Note that the first argument to tar must be
a function letter followed by a list of options. Because of this, there's no
reason to use a hyphen (-
) to precede the
options as many Unix commands require. tar
allows you to use a hyphen, as in:
tar -cf mt.tar mt
but it's really not necessary. In some versions of tar, the first letter must be the function, as in
c
, t
, or x
. In other
versions, the order of letters does not matter as long as there is one and only
one function given.
The function letters as described here follow the so-called "old option style." There is also a newer "short option style," in which you precede the function options with a hyphen. On some versions of tar, a "long option style" is available, in which you use long option names with two hyphens. See the manpage or info page (Section 2.9) for tar for more details if you are interested.
It is often a good idea to use the v
option with tar to list each file as it is archived. For
example:
rutabaga% tar cvf mt.tar mt
mt/
mt/st_info.txt
mt/README
mt/mt.1
mt/Makefile
mt/mt.c
mt/mt.o
mt/mt
On some tars, if you use v
multiple times, additional information will be printed, as in:
rutabaga% tar cvvf mt.tar mt
drwxr-xr-x root/root 0 Nov 16 19:03 1994 mt/
-rw-r--r-- root/root 11204 Sep 5 13:10 1993 mt/st_info.txt
-rw-r--r-- root/root 847 Sep 21 16:37 1993 mt/README
-rw-r--r-- root/root 2775 Aug 7 09:50 1993 mt/mt.1
-rw-r--r-- root/root 24 Sep 21 16:03 1993 mt/Makefile
-rw-r--r-- root/root 6421 Aug 7 09:50 1993 mt/mt.c
-rw-r--r-- root/root 3948 Nov 16 19:02 1994 mt/mt.o
-rwxr-xr-x root/root 9220 Nov 16 19:03 1994 mt/mt
This is especially useful as it lets you verify that tar is doing the right thing.
In some versions of tar, f
must be the last letter in the list of options.
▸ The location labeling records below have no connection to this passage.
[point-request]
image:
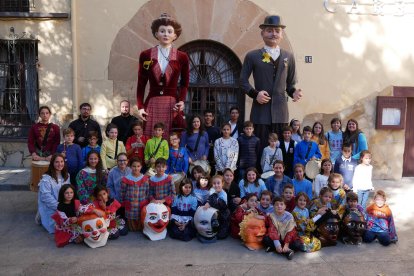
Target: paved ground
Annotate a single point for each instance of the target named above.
(27, 249)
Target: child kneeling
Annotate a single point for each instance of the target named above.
(281, 231)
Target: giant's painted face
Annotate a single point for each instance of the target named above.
(155, 218)
(252, 231)
(354, 226)
(206, 222)
(94, 230)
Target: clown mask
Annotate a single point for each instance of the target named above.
(252, 231)
(206, 222)
(155, 218)
(94, 230)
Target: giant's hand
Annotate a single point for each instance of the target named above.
(142, 114)
(263, 97)
(297, 95)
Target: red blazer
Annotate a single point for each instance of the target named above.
(150, 70)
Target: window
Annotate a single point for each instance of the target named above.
(14, 6)
(214, 80)
(19, 90)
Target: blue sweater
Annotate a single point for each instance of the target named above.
(301, 150)
(73, 157)
(303, 186)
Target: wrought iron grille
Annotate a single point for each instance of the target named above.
(14, 6)
(214, 80)
(19, 90)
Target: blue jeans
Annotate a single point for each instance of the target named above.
(383, 237)
(363, 198)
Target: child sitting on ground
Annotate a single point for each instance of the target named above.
(338, 194)
(116, 226)
(66, 228)
(281, 231)
(380, 222)
(249, 206)
(182, 210)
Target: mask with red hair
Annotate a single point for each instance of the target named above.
(94, 229)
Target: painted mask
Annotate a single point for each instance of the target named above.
(252, 231)
(94, 230)
(328, 229)
(207, 224)
(155, 218)
(353, 227)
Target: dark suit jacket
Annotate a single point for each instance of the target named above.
(276, 110)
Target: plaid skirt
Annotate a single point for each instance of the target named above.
(159, 109)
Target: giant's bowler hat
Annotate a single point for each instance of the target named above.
(272, 21)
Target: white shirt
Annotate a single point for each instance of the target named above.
(273, 52)
(163, 54)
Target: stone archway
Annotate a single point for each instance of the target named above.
(234, 23)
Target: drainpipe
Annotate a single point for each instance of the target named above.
(74, 60)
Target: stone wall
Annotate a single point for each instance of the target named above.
(386, 146)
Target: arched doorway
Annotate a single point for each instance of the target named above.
(214, 80)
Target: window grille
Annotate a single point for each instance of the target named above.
(19, 90)
(214, 80)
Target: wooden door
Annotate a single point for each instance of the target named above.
(408, 165)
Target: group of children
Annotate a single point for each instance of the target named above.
(287, 200)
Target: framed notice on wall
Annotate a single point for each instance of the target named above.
(391, 112)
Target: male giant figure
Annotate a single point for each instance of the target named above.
(274, 75)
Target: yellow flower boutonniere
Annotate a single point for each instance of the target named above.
(285, 61)
(147, 64)
(266, 57)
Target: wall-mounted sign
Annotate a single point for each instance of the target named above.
(370, 7)
(391, 112)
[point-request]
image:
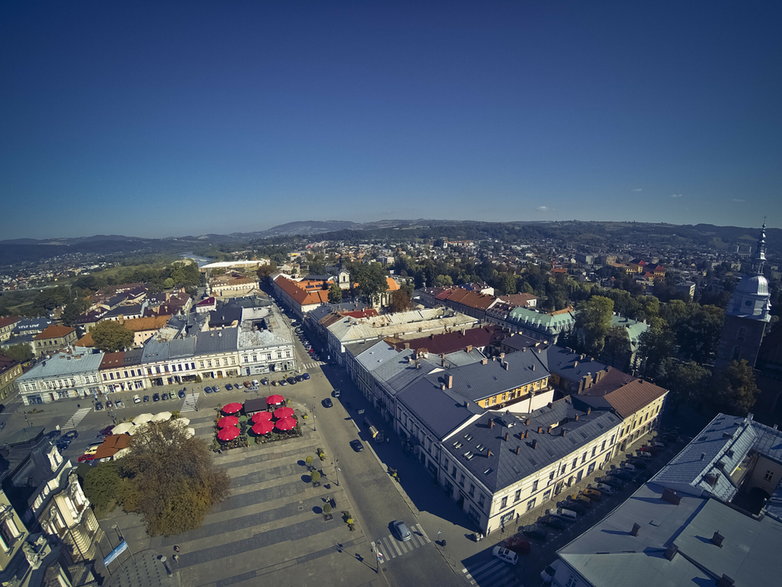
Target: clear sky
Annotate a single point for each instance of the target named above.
(170, 118)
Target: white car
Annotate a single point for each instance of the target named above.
(505, 554)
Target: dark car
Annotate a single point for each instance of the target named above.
(535, 532)
(554, 522)
(401, 531)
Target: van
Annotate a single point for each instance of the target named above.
(505, 555)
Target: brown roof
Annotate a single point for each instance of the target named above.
(633, 396)
(451, 341)
(54, 331)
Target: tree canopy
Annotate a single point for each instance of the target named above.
(173, 480)
(110, 336)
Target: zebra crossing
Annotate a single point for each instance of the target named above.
(389, 547)
(493, 572)
(74, 420)
(190, 403)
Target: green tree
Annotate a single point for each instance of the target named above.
(686, 380)
(110, 336)
(335, 293)
(103, 487)
(593, 321)
(734, 389)
(173, 477)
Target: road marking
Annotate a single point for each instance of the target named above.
(74, 420)
(389, 547)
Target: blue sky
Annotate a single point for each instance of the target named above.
(174, 118)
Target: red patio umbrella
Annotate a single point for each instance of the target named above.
(227, 434)
(262, 427)
(261, 417)
(285, 424)
(226, 421)
(283, 412)
(232, 408)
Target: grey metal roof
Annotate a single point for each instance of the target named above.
(216, 341)
(495, 462)
(64, 364)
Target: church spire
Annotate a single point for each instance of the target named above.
(760, 251)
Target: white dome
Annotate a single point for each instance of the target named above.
(755, 285)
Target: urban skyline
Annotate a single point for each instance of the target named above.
(162, 121)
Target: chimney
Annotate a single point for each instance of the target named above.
(671, 551)
(671, 496)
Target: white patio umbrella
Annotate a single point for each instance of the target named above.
(142, 419)
(122, 428)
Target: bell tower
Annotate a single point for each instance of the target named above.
(747, 314)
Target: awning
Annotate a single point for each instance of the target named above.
(283, 413)
(232, 408)
(285, 424)
(262, 428)
(228, 433)
(261, 417)
(227, 421)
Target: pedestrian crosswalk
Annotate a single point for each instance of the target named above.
(191, 403)
(74, 420)
(389, 547)
(493, 572)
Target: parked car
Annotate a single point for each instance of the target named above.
(554, 522)
(536, 532)
(604, 488)
(401, 531)
(505, 555)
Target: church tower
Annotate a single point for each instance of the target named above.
(747, 314)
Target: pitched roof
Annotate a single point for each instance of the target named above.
(54, 331)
This is because tar expects the f
option to be
followed by a filename — the name of the tar file to read from or write to. If
you don't specify f
filename
at all, tar uses a default tape device (some versions of tar use /dev/rmt0 for historical reasons regardless of the OS; some have
a slightly more specific default). Section
38.5 talks about using tar in
conjunction with a tape drive to make backups.
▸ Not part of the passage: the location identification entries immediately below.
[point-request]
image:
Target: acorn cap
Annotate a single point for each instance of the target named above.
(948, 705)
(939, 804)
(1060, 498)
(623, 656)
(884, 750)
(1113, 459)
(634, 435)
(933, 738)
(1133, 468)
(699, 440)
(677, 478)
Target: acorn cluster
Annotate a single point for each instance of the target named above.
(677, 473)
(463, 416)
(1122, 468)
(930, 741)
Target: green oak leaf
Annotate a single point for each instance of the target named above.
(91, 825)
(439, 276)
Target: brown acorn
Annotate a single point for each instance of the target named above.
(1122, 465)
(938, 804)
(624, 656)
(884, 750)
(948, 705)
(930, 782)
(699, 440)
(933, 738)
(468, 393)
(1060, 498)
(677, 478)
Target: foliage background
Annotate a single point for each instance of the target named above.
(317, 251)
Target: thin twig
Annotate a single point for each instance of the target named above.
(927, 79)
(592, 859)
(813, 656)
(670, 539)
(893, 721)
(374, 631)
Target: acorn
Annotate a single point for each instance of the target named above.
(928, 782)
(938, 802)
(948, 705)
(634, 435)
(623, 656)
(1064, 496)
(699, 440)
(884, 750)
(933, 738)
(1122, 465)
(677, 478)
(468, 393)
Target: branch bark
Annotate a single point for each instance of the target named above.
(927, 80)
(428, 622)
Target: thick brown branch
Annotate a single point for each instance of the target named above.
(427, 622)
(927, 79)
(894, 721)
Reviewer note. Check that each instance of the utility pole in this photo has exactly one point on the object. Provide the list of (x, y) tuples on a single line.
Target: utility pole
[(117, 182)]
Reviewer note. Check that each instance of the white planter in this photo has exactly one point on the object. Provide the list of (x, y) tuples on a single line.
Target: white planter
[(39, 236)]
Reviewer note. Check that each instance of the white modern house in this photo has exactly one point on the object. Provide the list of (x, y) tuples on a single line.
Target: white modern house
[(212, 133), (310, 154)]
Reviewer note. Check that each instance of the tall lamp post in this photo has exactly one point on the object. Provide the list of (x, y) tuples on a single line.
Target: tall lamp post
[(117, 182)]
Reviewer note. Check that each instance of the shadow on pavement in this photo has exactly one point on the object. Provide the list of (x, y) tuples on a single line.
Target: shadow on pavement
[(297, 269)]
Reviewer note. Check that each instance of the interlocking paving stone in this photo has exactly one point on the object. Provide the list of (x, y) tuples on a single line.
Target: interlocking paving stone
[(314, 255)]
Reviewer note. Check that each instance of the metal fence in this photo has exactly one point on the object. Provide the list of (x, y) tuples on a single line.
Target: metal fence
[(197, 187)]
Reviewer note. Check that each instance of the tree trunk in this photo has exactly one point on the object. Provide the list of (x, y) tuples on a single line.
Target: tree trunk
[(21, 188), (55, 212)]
Now we can give the file mt.tar to other people, and they can extract it on their own system. To do this, they would use the command:
tar xvf mt.tar
This creates the subdirectory mt and
places all the original files into it, with the same permissions as found on the
original system. The new files will be owned by the user running tar xvf
(you) unless you are running as
root, in which case the original owner is generally
preserved. Some versions require the o
option to set ownership.
The x
option stands for "extract." The v
option is used again here to list each file as it is extracted. This
produces:
courgette% tar xvf mt.tar
mt/
mt/st_info.txt
mt/README
mt/mt.1
mt/Makefile
mt/mt.c
mt/mt.o
mt/mt
We can see that tar saves the pathname of
each file relative to the location where the tar file was originally created.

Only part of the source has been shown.